Assistant professor Kelli Canada and associate professor Clark Peters of the MU School of Social Work recently published a study outlining the potential factors that lead to veterans entering the criminal justice system.
Veterans made up approximately 8 percent of the United States prison population from 2011 through 2012, according to a report from the U.S. Department of Justice.
“I got interested in understanding a little bit more about why veterans came into contact with the criminal justice system and if it was for similar or different reasons than people without military backgrounds,” Canada said. “There’s a lot of mixed research as well as a lot of areas where I think we still don’t understand fully what goes on with veterans.”
In the past, Canada worked with adult mental health courts in Chicago. In Columbia, she worked with the first Veterans Treatment Court in Boone County, which opened in 2013.
Canada says the goal of these special courts is to try and rehabilitate at-risk people instead of incarcerating them, which can often do more harm than good. The Veterans Treatment Court operates the same as most adult mental health courts, the only difference being the court requires prior military service.
The study, which was published in the Journal of Qualitative Criminal Justice and Criminology in June, is the first installment of a two-part study.
Initially, Canada and Peters collected qualitative data and later moved onto quantitative data collection in the second half of the first study. In the first stage, they interviewed 28 veterans about their personal stories and experiences with being in the military and being discharged from the military.
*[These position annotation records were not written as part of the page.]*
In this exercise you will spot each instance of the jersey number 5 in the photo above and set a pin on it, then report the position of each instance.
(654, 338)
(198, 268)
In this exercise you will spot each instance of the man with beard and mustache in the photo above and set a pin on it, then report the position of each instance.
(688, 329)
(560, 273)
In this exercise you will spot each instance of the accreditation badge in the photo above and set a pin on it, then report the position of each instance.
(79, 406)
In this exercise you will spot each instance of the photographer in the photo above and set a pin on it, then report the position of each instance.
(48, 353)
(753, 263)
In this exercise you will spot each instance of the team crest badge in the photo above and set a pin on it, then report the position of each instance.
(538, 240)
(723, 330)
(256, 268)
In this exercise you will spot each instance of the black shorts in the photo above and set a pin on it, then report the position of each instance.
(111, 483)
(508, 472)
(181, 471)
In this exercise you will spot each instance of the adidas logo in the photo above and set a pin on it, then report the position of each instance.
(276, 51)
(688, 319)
Most of the veterans interviewed struggled with post-traumatic stress disorder, traumatic brain injury, substance abuse and finding meaningful work once returning home, which are factors that led to their involvement with the criminal justice system.
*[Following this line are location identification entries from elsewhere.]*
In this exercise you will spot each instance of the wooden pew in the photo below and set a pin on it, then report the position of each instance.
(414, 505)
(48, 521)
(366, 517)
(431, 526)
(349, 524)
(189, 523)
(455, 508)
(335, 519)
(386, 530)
After hearing the veterans’ stories, Canada and Peters moved on to collect data about race, sex, branch of military and types of crimes committed amongst the 28 interviewed in the first study.
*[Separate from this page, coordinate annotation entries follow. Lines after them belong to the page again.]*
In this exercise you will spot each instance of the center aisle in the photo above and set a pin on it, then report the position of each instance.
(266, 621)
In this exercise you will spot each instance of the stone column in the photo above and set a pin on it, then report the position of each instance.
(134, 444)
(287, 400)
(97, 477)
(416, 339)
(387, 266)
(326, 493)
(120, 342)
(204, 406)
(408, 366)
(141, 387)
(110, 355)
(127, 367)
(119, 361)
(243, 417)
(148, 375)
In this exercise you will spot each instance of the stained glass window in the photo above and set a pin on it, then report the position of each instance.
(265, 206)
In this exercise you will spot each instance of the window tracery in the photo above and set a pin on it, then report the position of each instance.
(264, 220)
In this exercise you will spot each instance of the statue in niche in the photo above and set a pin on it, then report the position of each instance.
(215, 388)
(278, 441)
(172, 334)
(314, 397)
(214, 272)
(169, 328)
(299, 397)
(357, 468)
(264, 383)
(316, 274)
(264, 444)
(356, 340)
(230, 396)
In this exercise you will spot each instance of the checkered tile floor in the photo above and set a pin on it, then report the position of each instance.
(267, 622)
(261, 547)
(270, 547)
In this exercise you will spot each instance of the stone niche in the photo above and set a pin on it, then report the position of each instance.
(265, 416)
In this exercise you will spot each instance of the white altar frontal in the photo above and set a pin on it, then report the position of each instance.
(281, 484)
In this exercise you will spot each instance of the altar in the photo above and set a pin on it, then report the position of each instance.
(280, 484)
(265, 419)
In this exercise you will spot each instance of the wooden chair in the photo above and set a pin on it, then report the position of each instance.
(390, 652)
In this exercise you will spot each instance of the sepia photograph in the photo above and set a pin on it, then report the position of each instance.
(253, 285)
“We did something that was sequential; a mixed-method sequential design, so that means we did a qualitative component first to learn a little bit more about the population, and then the second part is the quantitative study where we took what we learned in the first part of the study and we tried to operationalize it and measure it so that we could look at a bigger population,” Canada said.
Canada and Peters plan to start the publishing process of the second portion of their study, which uses data about arrest patterns among larger groups of veterans, this winter. By the end of this project, the researchers hope to understand the role the criminal justice system plays in veterans’ lives and to open the public’s eyes to some of the issues veterans face, Canada said.